A fundação foi do tipo hélice continua, e o solo excedente foi reutilizado para aterro em outro terreno da escola que hoje funciona como estacionamento. A estrutura compreende pilares e vigas de aço galvanizado a fogo, além de lajes do tipo steel deck, elementos estes que compõem a construção modular, capaz de minimizar desperdício de matéria-prima e de tempo. Nas fachadas utilizou-se placas de ACM (chapas de alumínio composto), assim como os painéis isoeste, fornecendo isolamento térmico e acústico. Na vedação e separação de ambientes, foi utilizado drywall, reduzindo significativamente a quantidade de resíduos em relação ao uso de blocos cerâmicos para a mesma função.Outra estratégia utilizada para tornar a edificação mais sustentável foi a de não revestir com cerâmica o piso da escola, já que o processo de fabricação e transporte produz alta quantidade de CO2, sendo assim, foi adotado o piso do tipo concreto polido.

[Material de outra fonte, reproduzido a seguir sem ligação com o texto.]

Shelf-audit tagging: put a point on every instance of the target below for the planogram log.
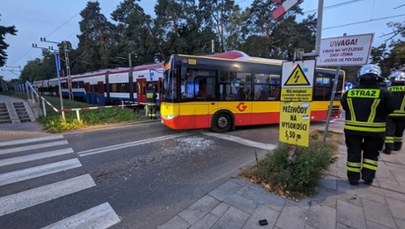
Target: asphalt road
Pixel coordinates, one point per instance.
(146, 173)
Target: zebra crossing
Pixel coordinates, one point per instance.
(22, 161)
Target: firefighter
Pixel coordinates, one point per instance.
(366, 107)
(396, 120)
(151, 99)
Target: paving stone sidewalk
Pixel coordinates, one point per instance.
(241, 204)
(13, 131)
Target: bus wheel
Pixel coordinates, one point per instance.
(221, 122)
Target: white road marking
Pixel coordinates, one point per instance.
(31, 147)
(129, 144)
(30, 140)
(33, 157)
(242, 141)
(101, 216)
(32, 197)
(38, 171)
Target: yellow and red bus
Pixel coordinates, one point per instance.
(223, 92)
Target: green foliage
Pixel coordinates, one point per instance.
(299, 179)
(189, 27)
(4, 30)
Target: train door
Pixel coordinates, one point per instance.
(100, 85)
(141, 90)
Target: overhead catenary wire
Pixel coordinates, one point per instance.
(362, 22)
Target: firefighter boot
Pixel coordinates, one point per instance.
(367, 176)
(397, 146)
(386, 151)
(354, 177)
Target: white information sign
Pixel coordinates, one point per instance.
(345, 51)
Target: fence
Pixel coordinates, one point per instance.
(34, 95)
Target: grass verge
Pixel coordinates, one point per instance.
(300, 179)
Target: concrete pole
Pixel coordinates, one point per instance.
(319, 28)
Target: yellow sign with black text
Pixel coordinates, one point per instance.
(297, 78)
(294, 124)
(296, 94)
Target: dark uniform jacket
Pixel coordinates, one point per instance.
(398, 90)
(366, 109)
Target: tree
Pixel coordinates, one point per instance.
(391, 56)
(133, 35)
(278, 38)
(4, 30)
(180, 27)
(40, 69)
(94, 40)
(217, 14)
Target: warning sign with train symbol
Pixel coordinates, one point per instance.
(297, 81)
(294, 123)
(296, 97)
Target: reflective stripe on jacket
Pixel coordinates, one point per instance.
(366, 109)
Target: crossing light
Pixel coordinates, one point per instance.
(278, 12)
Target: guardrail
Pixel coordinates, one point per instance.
(77, 110)
(34, 95)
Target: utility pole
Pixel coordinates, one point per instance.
(57, 63)
(67, 65)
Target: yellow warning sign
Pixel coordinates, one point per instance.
(294, 124)
(297, 78)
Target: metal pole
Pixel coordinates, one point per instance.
(57, 63)
(67, 67)
(332, 98)
(43, 106)
(319, 27)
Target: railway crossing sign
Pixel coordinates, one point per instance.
(297, 81)
(297, 78)
(295, 107)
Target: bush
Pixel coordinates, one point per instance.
(299, 179)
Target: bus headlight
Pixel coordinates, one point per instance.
(169, 117)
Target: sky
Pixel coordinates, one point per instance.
(59, 20)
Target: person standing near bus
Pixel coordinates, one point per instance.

Para possibilitar a economia dos recursos hídricos, foi implementado um sistema de aproveitamento de água da chuva e água cinza (água livre de resíduos sólidos, proveniente das pias e chuveiros dos banheiros), no qual a água passa por uma estação de tratamento localizada dentro da escola, sendo utilizada posteriormente nas descargas de bacias sanitárias e mictórios bem como na irrigação dos jardins. A edificação possui ainda descargas do tipo dual flush e torneiras hidromecânicas nos banheiros, capazes de gerar uma maior economia de água. Também prevê um sistema de medição individualizada por meio de hidrômetros, permitindo a verificação de possíveis vazamentos e a identificação das áreas de maior consumo com os monitoramentos futuros.

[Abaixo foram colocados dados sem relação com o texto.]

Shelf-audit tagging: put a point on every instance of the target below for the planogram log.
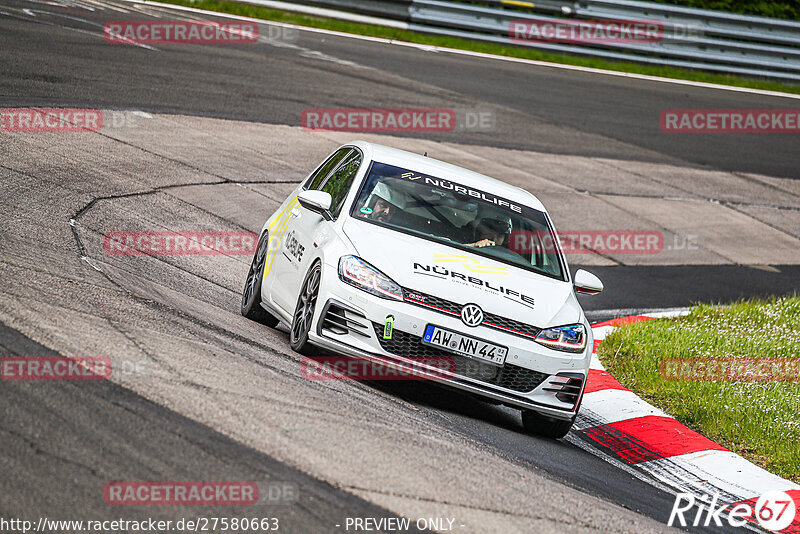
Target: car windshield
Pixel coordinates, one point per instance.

Levando-se em consideração a carta bioclimática da cidade do Recife, a orientação da edificação foi escolhida para proporcionar o máximo de conforto térmico. Tendo em vista ainda o bem estar dos usuários, foram incorporados brises nas fachadas leste e oeste das salas de aula, a fim de fornecer proteção contra o ganho térmico. No caso da quadra esportiva, os brises além de fornecerem proteção possuem a capacidade de otimizar a luminosidade e ventilação naturais devido à presença de material isolante em sua composição. Outro exemplo de utilização da luz natural, foi a colocação de um telhado de vidro.

O projeto da edificação em estudo incluiu a implementação de mais um elemento sustentável no que diz respeito à proteção térmica, agora com o auxílio da vegetação : a construção de um jardim vertical (18,31m2) e um telhado verde (120 m²), este último capaz de promover isolamento térmico, proteção contra a radiação solar direta, redução da demanda de energia elétrica, resfriamento por evapotranspiração e diminuição do volume de águas pluviais direcionadas à rede de drenagem urbana contribuindo para a redução de enchentes (problemática recorrente na cidade do Recife).

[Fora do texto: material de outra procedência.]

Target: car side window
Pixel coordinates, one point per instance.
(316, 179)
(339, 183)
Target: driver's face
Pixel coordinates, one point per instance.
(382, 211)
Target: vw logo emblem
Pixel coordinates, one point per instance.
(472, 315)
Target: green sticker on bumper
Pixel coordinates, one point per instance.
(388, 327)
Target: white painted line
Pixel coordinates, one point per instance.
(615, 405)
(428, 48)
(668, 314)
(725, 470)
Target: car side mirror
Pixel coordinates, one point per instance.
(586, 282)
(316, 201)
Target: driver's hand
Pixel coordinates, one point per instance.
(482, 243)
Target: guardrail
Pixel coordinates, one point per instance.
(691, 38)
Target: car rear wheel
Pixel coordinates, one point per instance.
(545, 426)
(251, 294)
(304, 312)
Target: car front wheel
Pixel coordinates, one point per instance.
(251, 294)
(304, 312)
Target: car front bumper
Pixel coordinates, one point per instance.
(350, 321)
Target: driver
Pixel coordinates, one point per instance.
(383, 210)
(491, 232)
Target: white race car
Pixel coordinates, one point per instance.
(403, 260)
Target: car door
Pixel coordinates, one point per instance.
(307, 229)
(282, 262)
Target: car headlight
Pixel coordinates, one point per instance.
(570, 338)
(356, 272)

Com o intuito de proporcionar energia a partir de fontes renováveis, a edificação inclui um sistema fotovoltaico, composto por painel solar com 126 módulos policristalinos e dois inversores, onde se estima uma geração de 71.268 kWh/ano. Conta-se também com o uso de luminárias para tecnologia LED e ar condicionados do tipo inverter, compondo um sistema energicamente mais eficiente.A Foto 2 exibe alguns dos elementos sustentaveis empregados.

 

estacionamento

A           solar B

 

painel  C             ventilacao  D

 

Foto 2: Alguns elementos sustentáveis da edificação: a) Estrutura metálica; b) Placa fotovoltaica;
c) Jardim vertical; d) Brises.

A Universidade de Pernambuco, por meio do Programa de Pós-Graduação em Engenharia Civil, está em parceria com o CFC no desenvolvimento de pesquisas para avaliar indicadores de sustentabilidade ao longo do uso da edificação.Importante já destacar a grande minimização da geração de resíduos durante a construção, atingindo um valor de cerca 70% de redução se comparado ao método convencional de construção no Brasil. Tal resultado se deve, principalmente, à cautela na escolha dos materiais, com menores perdas, menor necessidade de recortes e maior possibilidade de padronização de medidas.

Vê-se, portanto, que é de fundamental importância a implementação de escolas sustentáveis para que as próximas gerações possam usurfruir dos recursos naturais e perpetuar o conhecimento sobre a sustentabilidade, além de mencionar as melhorias alcançadas tanto para a saúde quanto a produtividade dos alunos.